But that's a LOT easier said than done sometimes. 

Once upon a time, I was in a situation where I was taking a lot of criticism from someone we'll call "The Grinch". This person was harsh, focusing on small details they didn't like, and speaking up early and often about how I should be doing things better. 

Harsh criticism is my kryptonite every time. My shame shields were up to the extent that I used all FIVE in succession!

  • Fawning and pleasing this person to accommodate their wishes. 
  • Attacking with passive-aggressive remarks. 
  • Becoming the all-knowledgeable expert. (My favorite, most-practiced shield.)
  • Hiding (Going to my room to binge-watch Netflix, in this case).
  • Distracting by being more funny than usual. (Which is hard, because I'm usually so darn funny.)

What I didn't try immediately - though I did eventually get there... was to practice some skills to gain perspective. Owning what happened, and how hard it was, and loving myself through it. 

Here's what I eventually did that helped: 

  • I scheduled some downtime: I literally put a 4-day block on my coaching calendar to take a step back and let myself breathe. I took time to take a bath, read a couple of books on my list, and stay in my pajamas. I reminded myself that criticism is hard, and that I'm really, really bad at dealing with it when it's dealt out harshly, but not being good at it yet doesn't define me.

  • I wrote down my feelings and accepted them: When I'm feeling bad about myself, my journal is the place to be.

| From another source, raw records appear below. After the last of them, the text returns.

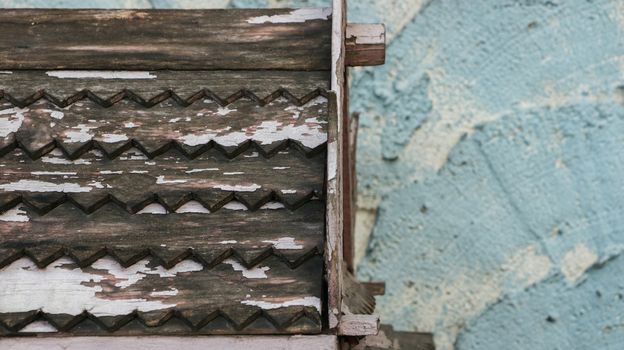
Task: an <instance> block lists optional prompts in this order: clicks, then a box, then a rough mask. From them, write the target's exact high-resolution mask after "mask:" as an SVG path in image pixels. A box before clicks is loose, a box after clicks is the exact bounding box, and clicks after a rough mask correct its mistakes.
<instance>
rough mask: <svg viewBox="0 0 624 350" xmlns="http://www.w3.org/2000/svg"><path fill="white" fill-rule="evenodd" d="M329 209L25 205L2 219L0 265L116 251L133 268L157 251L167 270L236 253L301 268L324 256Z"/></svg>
mask: <svg viewBox="0 0 624 350" xmlns="http://www.w3.org/2000/svg"><path fill="white" fill-rule="evenodd" d="M324 208H325V205H324V203H323V202H322V201H311V202H309V203H307V204H305V205H303V206H302V207H301V208H299V209H297V210H295V211H290V210H288V209H260V210H258V211H257V212H249V211H245V210H237V209H226V208H224V209H221V210H219V211H216V212H214V213H199V212H195V213H192V212H191V213H188V212H187V213H172V214H139V215H131V214H128V213H127V212H126V211H125V210H124V209H122V208H120V207H119V206H118V205H115V204H105V205H103V206H102V207H101V208H99V209H98V210H97V211H95V212H94V213H93V214H85V213H84V212H83V211H82V210H80V209H78V208H77V207H76V206H74V205H73V204H70V203H65V204H61V205H59V206H58V207H56V208H55V209H53V210H51V211H50V212H48V213H46V214H45V215H38V214H36V213H35V212H34V211H33V210H31V209H29V208H26V207H22V206H18V207H17V209H16V211H15V212H14V215H12V217H8V216H6V215H3V216H2V217H0V219H1V220H4V221H2V224H1V225H0V267H2V266H6V265H7V264H10V263H11V262H13V261H15V260H16V259H19V258H21V257H24V256H27V257H29V258H31V259H32V260H34V261H35V262H36V263H37V265H38V266H39V267H45V266H47V265H49V264H51V263H53V262H54V261H55V260H56V259H58V258H60V257H62V256H69V257H71V258H73V259H74V261H75V262H76V263H78V264H79V265H80V266H88V265H90V264H92V263H93V262H95V261H96V260H97V259H99V258H101V257H103V256H105V255H110V256H112V257H114V258H115V259H116V260H117V261H118V262H119V263H121V265H123V266H125V267H128V266H131V265H133V264H135V263H136V262H137V261H139V260H141V259H143V258H144V257H146V256H151V257H153V258H155V259H156V260H157V261H159V263H160V264H161V265H163V266H165V267H167V268H172V267H173V266H175V265H176V264H177V263H178V262H180V261H182V260H184V259H186V258H192V259H195V260H196V261H197V262H199V263H201V264H203V265H204V266H207V267H212V266H215V265H217V264H219V263H222V262H223V260H225V259H229V258H232V257H233V258H236V259H237V260H239V261H240V263H242V264H243V265H244V266H246V267H250V268H251V267H253V266H256V265H258V264H259V263H260V262H262V261H263V260H264V259H267V258H268V257H271V256H275V257H277V258H279V259H280V260H281V261H282V262H283V264H285V265H287V266H289V267H292V268H296V267H297V266H299V265H300V264H301V263H302V262H304V261H306V260H307V259H309V258H311V257H312V256H315V255H322V252H323V241H324V239H323V219H324ZM11 218H13V220H11Z"/></svg>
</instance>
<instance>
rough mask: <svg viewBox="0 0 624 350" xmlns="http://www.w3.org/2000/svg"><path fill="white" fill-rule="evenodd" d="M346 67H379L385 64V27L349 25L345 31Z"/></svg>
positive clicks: (383, 25)
mask: <svg viewBox="0 0 624 350" xmlns="http://www.w3.org/2000/svg"><path fill="white" fill-rule="evenodd" d="M345 45H346V55H345V61H346V63H345V64H346V65H347V66H350V67H356V66H379V65H382V64H384V63H385V62H386V27H385V26H384V25H383V24H365V23H349V24H348V25H347V29H346V41H345Z"/></svg>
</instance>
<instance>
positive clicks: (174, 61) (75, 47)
mask: <svg viewBox="0 0 624 350" xmlns="http://www.w3.org/2000/svg"><path fill="white" fill-rule="evenodd" d="M331 25H332V22H331V10H330V9H325V8H317V9H236V10H233V9H228V10H193V11H177V10H59V9H56V10H51V9H16V10H11V9H3V10H2V11H0V33H2V35H1V36H0V70H12V69H111V70H127V69H139V70H159V69H174V70H198V69H205V70H215V69H227V70H253V69H256V70H262V69H282V70H330V69H331V62H330V57H331V28H332V26H331Z"/></svg>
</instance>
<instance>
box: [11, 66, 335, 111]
mask: <svg viewBox="0 0 624 350" xmlns="http://www.w3.org/2000/svg"><path fill="white" fill-rule="evenodd" d="M142 69H143V70H140V71H98V70H47V71H28V70H20V71H0V90H1V91H2V92H3V94H4V95H3V96H4V98H5V99H8V100H11V101H14V102H15V104H16V106H18V107H26V106H27V105H28V104H30V103H32V101H34V100H36V99H35V98H33V96H37V95H40V96H41V98H44V99H45V98H49V99H50V100H53V101H60V102H59V103H58V104H60V105H62V106H66V105H67V104H70V103H73V102H76V101H78V99H77V97H76V96H75V95H77V94H80V93H81V92H83V91H85V90H88V91H89V92H90V93H91V94H89V95H88V96H84V99H89V98H93V96H92V95H96V96H98V99H99V100H104V101H106V100H109V99H110V101H109V102H111V103H112V102H116V101H118V100H117V99H111V97H112V96H114V95H117V94H119V93H120V92H123V91H124V90H126V91H131V92H132V93H133V95H136V96H140V97H141V98H142V99H143V100H145V101H150V100H154V101H155V100H158V99H157V98H155V97H156V96H158V95H159V94H162V93H166V92H167V91H171V92H174V93H175V94H176V95H178V96H179V97H180V100H184V101H186V102H187V103H192V102H195V101H197V100H198V99H195V100H192V99H190V97H192V96H194V95H196V94H197V93H198V92H201V91H202V90H206V91H210V92H212V93H213V94H212V95H210V96H208V97H207V98H208V99H214V101H216V102H219V103H220V104H221V105H223V106H225V105H226V104H229V103H232V102H234V101H235V100H238V99H246V98H247V99H248V98H249V96H252V97H253V96H255V97H254V98H255V99H257V101H258V103H259V104H262V103H267V102H271V101H273V100H275V99H277V98H279V97H280V96H279V95H276V94H275V93H276V92H277V91H279V90H280V89H283V90H285V91H288V92H289V95H287V96H286V97H287V98H288V99H289V100H290V101H291V102H293V103H295V104H301V103H302V101H303V103H305V100H306V96H307V95H308V94H310V93H313V92H314V91H315V90H317V89H329V83H328V81H329V74H330V73H329V71H327V70H325V71H310V72H307V71H280V70H266V71H264V70H263V71H223V70H216V71H170V70H159V71H149V70H148V71H146V70H144V69H146V68H145V67H143V68H142ZM42 91H45V94H42V93H41V92H42ZM290 95H292V96H290ZM52 97H54V98H52ZM98 99H95V100H98ZM199 100H200V101H201V100H202V99H199ZM29 102H30V103H29ZM172 102H176V101H175V100H172ZM104 104H105V105H106V103H104ZM183 104H184V103H183ZM149 106H150V105H147V106H146V107H149Z"/></svg>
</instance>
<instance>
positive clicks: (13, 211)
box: [0, 206, 30, 222]
mask: <svg viewBox="0 0 624 350" xmlns="http://www.w3.org/2000/svg"><path fill="white" fill-rule="evenodd" d="M0 221H4V222H28V221H30V218H29V217H28V214H27V213H26V211H25V210H23V208H22V207H21V206H17V207H15V208H12V209H9V210H7V211H5V212H4V213H2V214H0Z"/></svg>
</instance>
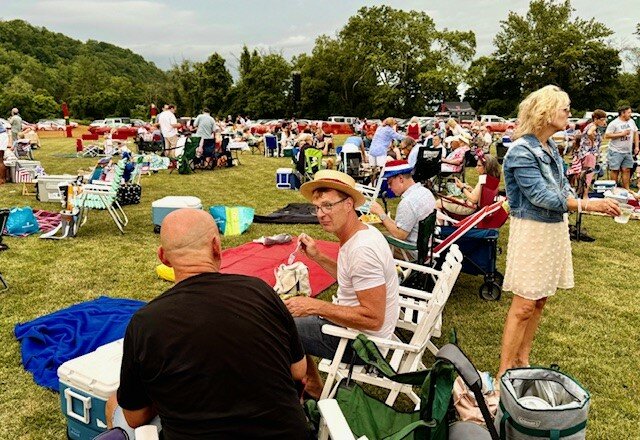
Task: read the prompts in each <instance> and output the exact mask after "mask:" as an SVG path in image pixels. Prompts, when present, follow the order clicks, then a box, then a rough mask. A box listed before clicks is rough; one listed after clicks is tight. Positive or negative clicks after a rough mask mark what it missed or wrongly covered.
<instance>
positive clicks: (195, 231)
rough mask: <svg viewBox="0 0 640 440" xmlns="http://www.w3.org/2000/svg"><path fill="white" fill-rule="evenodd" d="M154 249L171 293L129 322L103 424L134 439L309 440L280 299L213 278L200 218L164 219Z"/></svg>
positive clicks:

It's important to write not only how hard things are, but also what I appreciate about myself, what I want to accept about myself in my failures, and what I'm grateful for. I acknowledged myself for my strengths and my lovable weaknesses. They're what makes me unique. Maybe someone else wouldn't be so overcome by criticism, but I do get that way, and that's a lovable part of me, too.

  • I reached out to friends: this one takes me a while because I don't like to talk when I'm in a downward spiral, but it's the one that heals me the most. I need people where I can first VENT about how terrible and awful and mean and horrible the other person was, and how it's ALL THEIR FAULT. And who can then listen to me blubber about how it's ALL MY FAULT. And who can listen long enough to just love me in all my harshness and weakness and see that I'm Ok. I picked my husband Ben, my sister Kathryn, and my friend Val. I know for 100% sure that these are the people who love me through all of it, not just when I'm being super-human. 

  • I called a coach: Just kidding! Nearly everyone I spend a lot of time with is already a coach - including Ben, Kathryn, and Val. That's part of why they're such great friends and listeners and supports to me. But, if I wasn't surrounded by really great coaches all the time, I would definitely call a coach. They're amazing. And asking for help from someone who listens and loves well is awesome. 

Criticism, for me, might always be a tough challenge. Harshness might never feel fun or easy to me. My brain wiring and trauma background mean that I'm a particularly sensitive soul. But what I know I can be really good at is being kind to myself, recognizing that I'm human, and that my worth is infinite and non-negotiable. Just like yours.